Analysis of the Effects of an Extended Competing Stimulus Assessment
DANIELLE TARVER (Nova Southeastern University), Brenna Cavanaugh (Nova Southeastern University), Kenneth Shamlian (Nova Southeastern University), F. Charles Mace (Nova Southeastern University)
Abstract: Following functional analyses that conclude behavior is maintained by automatic reinforcement, additional assessments are commonly used to identify competing stimuli to formulate function based treatments (Groskreutz, Groskreutz, & Higbee, 2011).

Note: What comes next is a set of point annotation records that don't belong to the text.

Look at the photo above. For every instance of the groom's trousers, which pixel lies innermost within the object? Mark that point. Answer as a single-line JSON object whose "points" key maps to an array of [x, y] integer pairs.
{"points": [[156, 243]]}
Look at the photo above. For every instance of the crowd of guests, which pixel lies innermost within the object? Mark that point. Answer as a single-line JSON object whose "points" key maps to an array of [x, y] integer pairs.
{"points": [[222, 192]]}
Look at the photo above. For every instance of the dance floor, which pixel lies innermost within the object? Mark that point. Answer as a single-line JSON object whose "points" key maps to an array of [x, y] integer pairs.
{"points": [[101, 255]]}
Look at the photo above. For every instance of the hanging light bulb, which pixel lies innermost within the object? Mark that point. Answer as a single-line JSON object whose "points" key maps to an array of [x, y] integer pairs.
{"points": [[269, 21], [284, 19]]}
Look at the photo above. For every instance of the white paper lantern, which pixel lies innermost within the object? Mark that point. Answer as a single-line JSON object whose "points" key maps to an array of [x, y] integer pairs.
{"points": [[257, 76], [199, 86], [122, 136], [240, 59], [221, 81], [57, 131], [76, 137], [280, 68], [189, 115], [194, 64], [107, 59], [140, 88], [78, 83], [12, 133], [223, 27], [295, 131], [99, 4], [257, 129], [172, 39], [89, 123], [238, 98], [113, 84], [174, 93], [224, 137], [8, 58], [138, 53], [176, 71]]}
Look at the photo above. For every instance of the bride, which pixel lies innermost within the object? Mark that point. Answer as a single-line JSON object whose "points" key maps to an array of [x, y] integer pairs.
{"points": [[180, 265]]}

Competing stimulus assessments are often used to identify stimuli’s relative preference by measuring an individual’s allocation of time spent interacting with a particular stimulus or engaging in problem behavior when both responses are concurrently available. Subsequently, items found to be effective for reducing the proportion of time allocated to engaging in the problem behavior are selected for use in subsequent treatments. For behavior maintained by automatic reinforcement, the competing stimulus assessment often includes stimuli with potentially matched sensory consequences and stimuli identified through standard preference assessments or caregiver interviews (i.e. unmatched). The current study employed a competing stimulus assessment with various matched and unmatched items for a child with self-injurious behavior. Stimuli were presented for an extended amount of trials and demonstrated decreasing trends in SIB across all items and increasing trends in engagement with some items. Results suggest that extending the number of exposures to stimuli yields different results over time and the potential utility/necessity for reevaluating items’ ability to compete with problem behavior. In addition, the findings provide direction for potentially beneficial modifications for competing stimulus assessment methodology.